We have all, at one time or another, entered a bar and immediately felt out of place. At the most extreme level this can evoke a sense of trespassing. This...
We have all, at one time or another, entered a bar and immediately felt out of place. At the most extreme level this can evoke a sense of trespassing. This was very much the narrative behind this photograph. To be greeted by an overtly territorial crew with menace and attitude.
But for the story to work, two things had to coalesce as one - the characters and the interior. I like playing with the cold, it adds a visceral layer to the story and in this case, it hints at an outpost on the final frontier. Surely the further off the beaten track we travel, the greater the chance of being the outsider.
This is a frame that exhausts every inch available in the camera and that was my intent. There were so many characters I wanted to include, but I was also reluctant to lose the mood of the frozen saloon. The icicles on the frosty bison with the snow laden television playing True Grit were key assets that needed to be seen to amplify the sense of cold.

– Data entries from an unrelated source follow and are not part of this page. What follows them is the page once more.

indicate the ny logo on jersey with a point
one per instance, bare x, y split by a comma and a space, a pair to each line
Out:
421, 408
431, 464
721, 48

Our key asset was, of course, Cindy Crawford and she had to have sovereignty of the joint. She can play a badass very well and that was her ascribed role.
It is not easy for everything to come together in such a tight setting as one tension spot can ruin the whole pastiche. It’s akin to camels and the eye of the needle. The wolf’s paw on this occasion came very close to Cindy’s shot glass, but we got away with it.
The wolf is actually a domestic dog breed called tamaskan - he is not 100% wolf, but that mattered little, as he merely added to the sense of trespass. The only reason to linger in this bar would appear to be the landlady. Maybe she could be won over? Who knows, but she certainly owns the image.